逆に言うとエネルギーを上げてゆけば光のスピンによる効果が見えてくるのではないでしょうか。光子がスピンを持つ事を調べたければレーザーをつかうんじゃないでしょうか。勿論へんきょくフィルターも、ヘンキョク≒スピンを認めればスピンの実験ですが、レーザーならもっと積極的にスピンを操作できるとおもいます。

投稿日時 - 2007-02-11 21:06:08

補足

ご回答ありがとうございました。スピンの効果は非相対論的で小さいと言う意味が不勉強で理解できません。完全な平面波は球面波の集まりですから球面波は角運動量を持つという言い方もできますが、それでは球面電磁波は電子と同じ様に軌道角運動量やスピン角運動量を持つと思っていいのか悩んでいます。レーザーの偏光で決まった方向のスピン角運動量を物質に与えることができるのでしょうか。よろしくお願いします。

投稿日時 - 2007-02-11 23:02:38

ANo.1

光子はスピン1のボゾンです。
なんでだかはわすれましたが、スピン0の状態が見えなくて、このうち1とー1が偏向になっていると記憶してます。

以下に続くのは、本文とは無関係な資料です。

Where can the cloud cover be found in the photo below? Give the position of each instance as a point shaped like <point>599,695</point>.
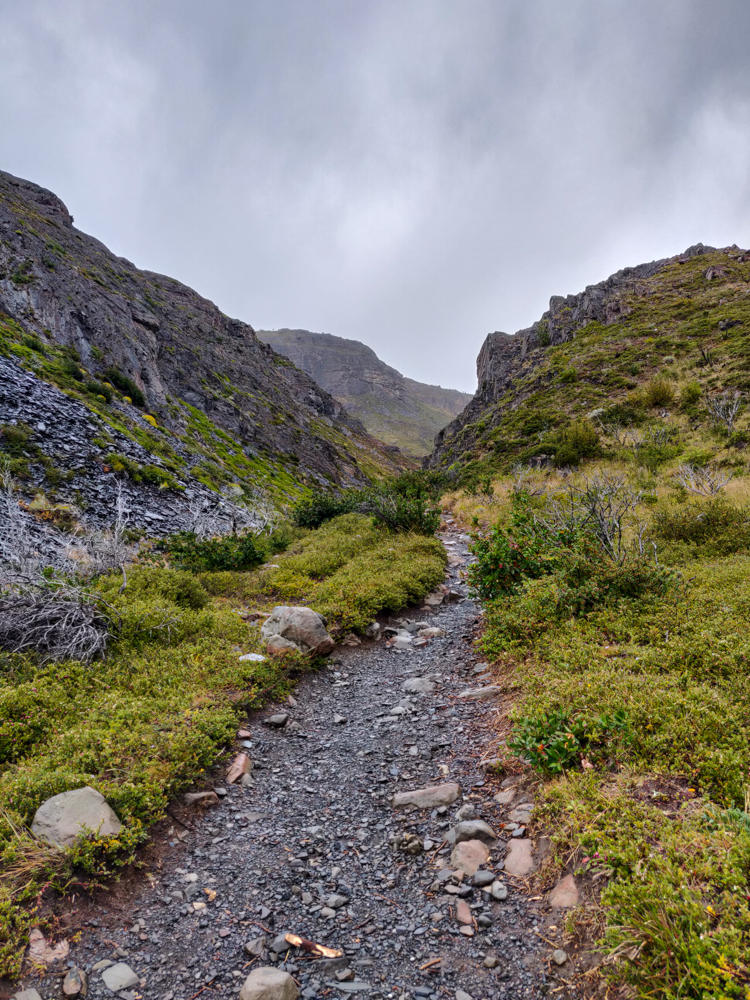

したがって、ある電磁波の状態では|1> と |-1> の重ねあわせで、
これを観測する実験をすれば、どちらかにある確率で収斂する
と思います。

よってトルクとはあんまり直結しないかと思います。

大昔の記憶ですので、間違っているかもしれません。

投稿日時 - 2007-02-11 20:11:23

補足

ご回答ありがとうございました。教科書どうりで異論はありませんが
天下り的なので少し感性で理解したいと思って質問させていただきました。電子のスピンを古典的に理解するのは大きさがあまり小さいため、断念しました。光のエネルギーはそこそこ広がりを持っているのでR*(E*H)で角運動量を考えてもいいのかと思って円偏光とか直線偏波とかいう言葉をつかいました。
 でもスピンは粒子固有の性質でそんなマクロなものとは全然違うものなのでしょうか。トルクは不適切な言葉かも知れませんが物質の電子の持つスピンと多分相互作用するのかと思って質問の中で使いました。広がりすぎて相互作用したとたんに波動関数がシュリンク、普段はその姿を全く見せないのでしょうか。